The pharmacodynamic model describing the relationship between unbound plasma concentrations and S6K1 inhibition used may not representative of the human situation, as it was initially developed in rodents. However, there has been extensive research on this subject and this showed that differences in pharmacokinetics in rodents and humans were the only determinants for observed differences in S6K1 inhibition and that there was only a limited difference between tumor-bearing rats and cancer patients regarding the concentration effect of everolimus and its effect on signal transduction proteins such as S6K1 [22]. Therefore, this pharmacokinetic/pharmacodynamic model was also used to select the everolimus doses of 5 and 10 mg for the clinical phase II and III trials for treatment of solid malignancies [16]. Consequently, we think the model used is adequate to predict S6K1 inhibition, but it encourages prospective in vivo evaluation.

In addition, the use of strong inhibitors or inducers of CYP3A, the main enzyme involved in everolimus metabolism [10], and impairment of gastrointestinal function or gastrointestinal disease that may significantly alter the absorption of study drugs were exclusion criteria in our study. Therefore, extrapolation from our pharmacokinetic model to these situations may be limited. Finally, extrapolation of our model to different dosing regimens should be performed with caution since dose non-proportional pharmacokinetics cannot be ruled out over the large dosing range used within oncology. Currently, there are no data that support the assumption of non-linear pharmacokinetics; however, this should be investigated before broader use of this model.

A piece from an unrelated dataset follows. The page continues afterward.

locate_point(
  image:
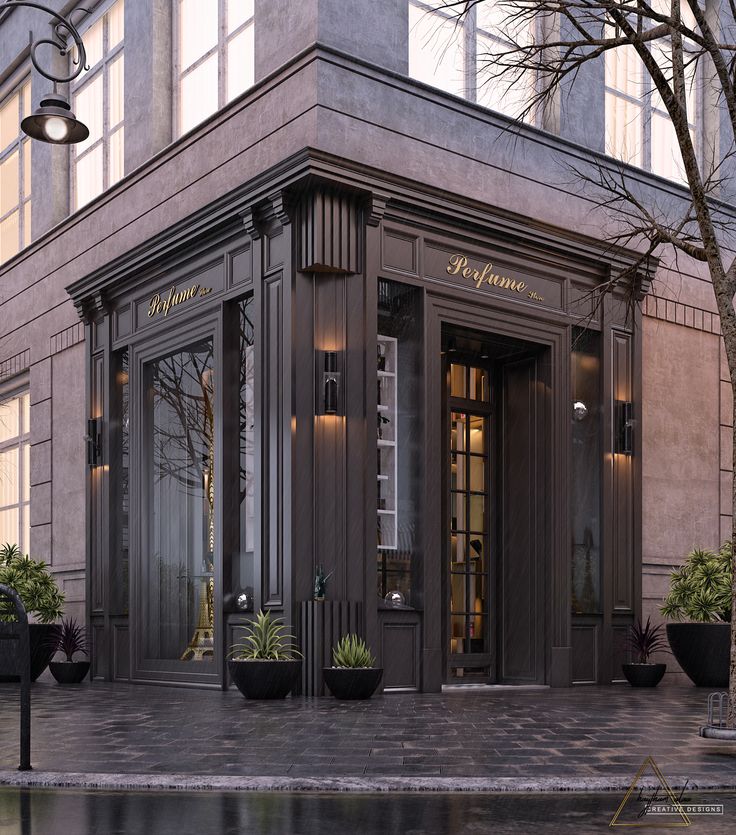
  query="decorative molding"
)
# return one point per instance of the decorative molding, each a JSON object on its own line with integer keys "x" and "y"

For our simulation study, we implemented a previously developed pharmacokinetic/pharmacodynamic model that describes the relationship between unbound plasma concentrations of everolimus and tumor S6K1 inhibition and this model was used to rationally guide clinical development of everolimus dosing schedules. The variability in predicted tumor S6K1 inhibition in our study may be under-estimated, as this previously developed model does not account for variability in the pharmacodynamics parameters. Also, this pharmacodynamic model only accounted for tumor S6K1 inhibition. As it stands, no pharmacokinetic/pharmacodynamic model is available to describe the relationship between plasma concentrations and inhibition of peIF-4G, another downstream effector of mTOR. It is known, however, that a higher drug exposure is necessary for complete inhibition of other downstream mTOR pathways than S6K1. The clinical relevance of this difference remains unknown and should be further investigated. However, as S6K1 inhibition is considered a good biomarker for monitoring mTOR inhibition [16, 22, 30], it would be interesting and relevant to investigate the effect of variable plasma everolimus concentrations on S6K1 inhibition in patients treated with everolimus and correlate the S6K1 inhibition potential to treatment outcome. This will help to better understand the mechanism underlying everolimus-induced efficacy and toxicity and the involvement of everolimus pharmacokinetics herein [7].

The current analysis clearly demonstrates that hematocrit relevantly influences whole-blood concentrations while plasma concentrations remain unaffected. Since the unbound everolimus concentration is available to interact with the target, we believe that plasma concentrations should be used to investigate exposure–treatment outcome relationships. Our semi-physiological model can be used for this purpose.